La création de lieux de mémoire
Au delà d’une date anniversaire symbolique, la mémoire
institutionnelle a besoin de lieux et de monuments pour s’incarner.
Dans ce domaine, on peut également constater le «retard» de
l’Etat arménien sur la diaspora. C’est en effet à Antelias, près de
Beyrouth, au siège du catholicossat arménien de Cilicie qu’est
érigé, dans les années 1950, le premier monument mémorial : une
chapelle votive où sont déposés des ossements recueillis dans le
désert de Deir-ez Zor. Le second monument du souvenir est érigé
en 1960, toujours au Liban, dans la cour du patriarcat catholique
arménien de Bzommar. C’est le début d’une longue série dont le
tableau permet de mesurer le dynamisme et le pouvoir d’influence
des diverses communautés. La construction de ces monuments
ne va pas toujours sans mal, en raison des pressions turques,
même lorsqu’ils sont situés dans des espaces privés, le plus
souvent dans la cour des églises locales. On se souvient encore
des incidents diplomatiques liés à la construction du monument
de Marseille en 1973. En Arménie, le premier monument est
aussi érigé dans l’enceinte de l’Eglise, à Etchmiadzine en 1965
et inauguré par le catholicos Vazken Ier. C’est un ensemble
de khatchkars (croix de pierres) surmonté d’un aigle, avec un
bouclier et une épée, emblèmes des royaumes arméniens ... et de
la République indépendante, avec les noms gravés des hauts lieux
de résistance. Une symbolique patriotique similaire transparaît
aussi dans le monument plus modeste, érigé la même année rue
des Katchakortz (preux) à Erévan. Mais ce n’est qu’en 1967 que
l’Etat arménien inscrit la commémoration dans l’espace public
avec la construction du mémorial de Tzitzernakapert, la colline
aux hirondelles. Il convient néanmoins de noter que l’inauguration
n’a pas lieu le 24 avril, mais le 29 novembre, le jour anniversaire
de la soviétisation. Le souvenir des victimes et de la catastrophe
majeure de l’histoire nationale est ainsi à nouveau associé au
thème récurrent de la propagande en faveur du régime : la survie
grâce au protectorat russe. D’autres monuments commémoratifs
commencent à parsemer le paysage du pays, d’abord dans les
villages créés par les réfugiés de 1915, aux noms évocateurs
de la patrie perdue : à Nor (nouvelle) Kharpert (en 1965), Nor
Sebastia (1970), Nor Erzenka (1973), ou encore Noubarachen/
Sovetachen, qui a accueilli des «rapatriés» en 1936 ou 1946-1948
(1975), Palahovid (1979), Mardouni (1980), ou encore Tzovachen,
dans la région de Taline où se sont regroupés les rescapés du
Sassoun. A la fin des années 1980, de nouveaux monuments
allient le souvenir des victimes de la barbarie turque de 1915
à celui des victimes des pogroms azéris de Soumgaït (février
1988) : c’est le cas notamment à Ohanavan (région d’Achtarak)

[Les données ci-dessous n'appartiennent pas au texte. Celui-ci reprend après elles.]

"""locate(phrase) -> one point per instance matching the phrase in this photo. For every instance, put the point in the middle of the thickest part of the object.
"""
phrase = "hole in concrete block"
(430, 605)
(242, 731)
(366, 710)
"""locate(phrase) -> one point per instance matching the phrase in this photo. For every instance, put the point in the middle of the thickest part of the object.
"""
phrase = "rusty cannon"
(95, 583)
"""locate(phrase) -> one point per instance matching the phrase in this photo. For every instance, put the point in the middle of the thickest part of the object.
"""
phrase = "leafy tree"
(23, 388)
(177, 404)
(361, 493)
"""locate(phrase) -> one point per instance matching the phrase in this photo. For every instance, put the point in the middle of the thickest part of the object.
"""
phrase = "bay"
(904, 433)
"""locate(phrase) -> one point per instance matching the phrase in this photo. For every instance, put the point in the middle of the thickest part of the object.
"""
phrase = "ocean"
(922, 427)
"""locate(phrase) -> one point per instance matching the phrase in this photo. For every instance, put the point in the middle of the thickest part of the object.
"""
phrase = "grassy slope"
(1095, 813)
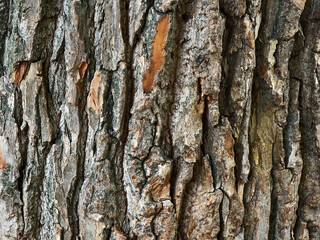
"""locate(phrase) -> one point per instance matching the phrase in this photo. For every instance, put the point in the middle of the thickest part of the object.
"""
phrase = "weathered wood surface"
(159, 119)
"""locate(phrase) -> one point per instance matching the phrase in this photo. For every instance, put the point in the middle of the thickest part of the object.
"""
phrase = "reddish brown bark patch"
(19, 71)
(82, 69)
(95, 100)
(158, 53)
(229, 145)
(3, 163)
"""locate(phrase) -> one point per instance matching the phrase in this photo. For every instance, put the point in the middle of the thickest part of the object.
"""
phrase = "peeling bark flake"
(158, 53)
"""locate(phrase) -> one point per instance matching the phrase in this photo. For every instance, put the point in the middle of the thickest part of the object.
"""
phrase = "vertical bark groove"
(159, 119)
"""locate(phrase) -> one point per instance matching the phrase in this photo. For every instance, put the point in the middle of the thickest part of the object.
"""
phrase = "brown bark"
(159, 119)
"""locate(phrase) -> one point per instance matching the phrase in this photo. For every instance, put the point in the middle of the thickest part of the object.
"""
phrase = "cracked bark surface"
(159, 119)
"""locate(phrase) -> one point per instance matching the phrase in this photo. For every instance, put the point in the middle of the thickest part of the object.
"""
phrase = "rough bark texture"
(159, 119)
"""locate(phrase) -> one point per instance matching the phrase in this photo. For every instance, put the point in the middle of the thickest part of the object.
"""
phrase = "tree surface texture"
(159, 119)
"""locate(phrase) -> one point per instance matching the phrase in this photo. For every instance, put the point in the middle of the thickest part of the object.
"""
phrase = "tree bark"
(159, 119)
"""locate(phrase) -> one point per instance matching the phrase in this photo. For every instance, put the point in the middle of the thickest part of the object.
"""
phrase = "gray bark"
(159, 119)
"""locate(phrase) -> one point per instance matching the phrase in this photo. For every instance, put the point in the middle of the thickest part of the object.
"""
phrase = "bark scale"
(159, 119)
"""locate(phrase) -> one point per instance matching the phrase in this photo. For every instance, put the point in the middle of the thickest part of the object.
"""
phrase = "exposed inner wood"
(82, 69)
(3, 163)
(19, 71)
(158, 54)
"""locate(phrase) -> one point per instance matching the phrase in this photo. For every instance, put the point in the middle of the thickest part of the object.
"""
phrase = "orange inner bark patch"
(3, 163)
(229, 145)
(82, 69)
(94, 100)
(19, 71)
(158, 52)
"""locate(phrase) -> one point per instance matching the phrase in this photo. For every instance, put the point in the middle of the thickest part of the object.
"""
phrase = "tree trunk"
(159, 119)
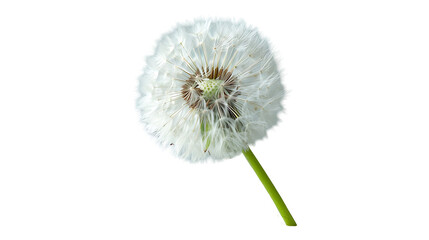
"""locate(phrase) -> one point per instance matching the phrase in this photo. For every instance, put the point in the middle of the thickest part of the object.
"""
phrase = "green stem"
(269, 186)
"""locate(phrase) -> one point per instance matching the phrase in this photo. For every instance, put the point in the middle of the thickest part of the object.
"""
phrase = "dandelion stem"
(269, 186)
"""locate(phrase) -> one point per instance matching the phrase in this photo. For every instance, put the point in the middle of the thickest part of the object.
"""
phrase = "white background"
(349, 156)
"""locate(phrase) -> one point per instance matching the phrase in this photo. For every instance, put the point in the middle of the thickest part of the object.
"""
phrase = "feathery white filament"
(210, 89)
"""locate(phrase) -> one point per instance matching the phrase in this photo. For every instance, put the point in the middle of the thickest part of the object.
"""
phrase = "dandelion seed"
(227, 93)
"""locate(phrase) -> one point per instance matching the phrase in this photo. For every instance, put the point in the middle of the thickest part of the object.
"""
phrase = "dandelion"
(211, 89)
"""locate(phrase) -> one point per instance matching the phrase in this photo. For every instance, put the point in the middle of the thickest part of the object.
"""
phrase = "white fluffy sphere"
(210, 89)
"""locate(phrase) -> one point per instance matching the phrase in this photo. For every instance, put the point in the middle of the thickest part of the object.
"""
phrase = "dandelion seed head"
(210, 89)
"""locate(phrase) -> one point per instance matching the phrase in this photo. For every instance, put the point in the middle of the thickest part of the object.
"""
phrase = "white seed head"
(210, 89)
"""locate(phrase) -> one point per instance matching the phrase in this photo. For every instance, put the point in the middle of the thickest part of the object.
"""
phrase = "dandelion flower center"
(210, 88)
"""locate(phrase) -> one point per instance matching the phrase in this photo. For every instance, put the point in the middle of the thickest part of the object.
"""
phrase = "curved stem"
(269, 186)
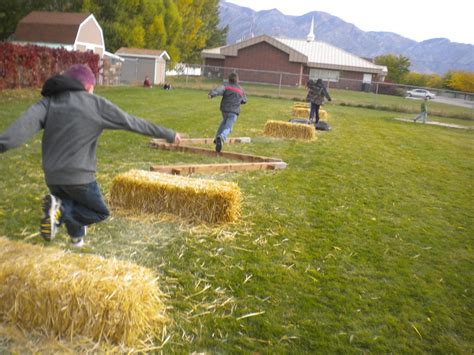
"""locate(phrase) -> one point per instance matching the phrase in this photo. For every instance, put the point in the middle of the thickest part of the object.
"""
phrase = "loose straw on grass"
(68, 295)
(196, 200)
(289, 130)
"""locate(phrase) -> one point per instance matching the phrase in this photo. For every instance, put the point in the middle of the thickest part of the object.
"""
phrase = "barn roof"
(50, 27)
(142, 52)
(312, 53)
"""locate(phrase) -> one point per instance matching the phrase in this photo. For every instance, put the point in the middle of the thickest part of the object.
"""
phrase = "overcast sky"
(415, 19)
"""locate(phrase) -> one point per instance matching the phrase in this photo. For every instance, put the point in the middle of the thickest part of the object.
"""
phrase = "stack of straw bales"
(197, 200)
(301, 110)
(65, 295)
(289, 130)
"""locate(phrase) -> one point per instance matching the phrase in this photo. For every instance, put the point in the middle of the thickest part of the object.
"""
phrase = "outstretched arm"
(219, 91)
(25, 126)
(115, 118)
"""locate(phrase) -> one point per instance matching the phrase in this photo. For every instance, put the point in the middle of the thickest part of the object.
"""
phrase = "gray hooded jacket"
(72, 120)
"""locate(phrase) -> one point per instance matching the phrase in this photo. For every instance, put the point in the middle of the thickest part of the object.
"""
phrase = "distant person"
(147, 83)
(72, 119)
(232, 97)
(423, 115)
(316, 95)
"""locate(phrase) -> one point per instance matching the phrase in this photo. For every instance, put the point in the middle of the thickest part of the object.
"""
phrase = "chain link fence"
(281, 84)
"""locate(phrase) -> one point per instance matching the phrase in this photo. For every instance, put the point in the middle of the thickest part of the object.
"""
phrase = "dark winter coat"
(232, 97)
(317, 92)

en 1989 et à Stepanakert, la capitale du Haut Karabagh.
Le rappel des «résistances héroïques» aux Turcs est une autre
façon d’entretenir indirectement la mémoire du génocide :
mémorial à la bataille de Sardarabad qui, en mai 1918, permit
d’arrêter les troupes ottomanes aux portes de Erévan quelques
jours avant la proclamation d’indépendance (1968) ; stèles
rappelant les résistances d’Hadjin (Nor Hadjin, 1976) ou celle
de Moussa Ler, dans le village près d’Etchmiadzine qui a
repris le nom de la montagne de Moïse immortalisée par Franz
Werfel ; monument à l’insurrection de Van (Achtarak, 1981).
Citons également les statues aux héros de ces luttes (Antranik
(1987), Kévork Tchavouch (1987 ; dans la région de Taline),
Nejdeh (1990), ou encore aux fédaïs anonymes, réunissant le
culte des combattants de la fin du siècle dernier avec ceux du
mouvement du Karabagh (1989). Pour ce qui est des victimes,
le moine musicien Komitas, rescapé du massacres des élites
de Constantinople du 24 avril, mais qui en perdit la raison et
mourut en exil à Paris, est le premier et de loin celui auquel
on a rendu le plus hommage (monuments, noms de rues ou
d’écoles, etc.). Inauguré en avril 1995, pour le 80e anniversaire,
le musée du génocide à Tzitzernakapert, à proximité du
mémorial, parachève la prise en charge officielle de la mémoire
de 1915 par l’Etat arménien, tout en figeant ses contours.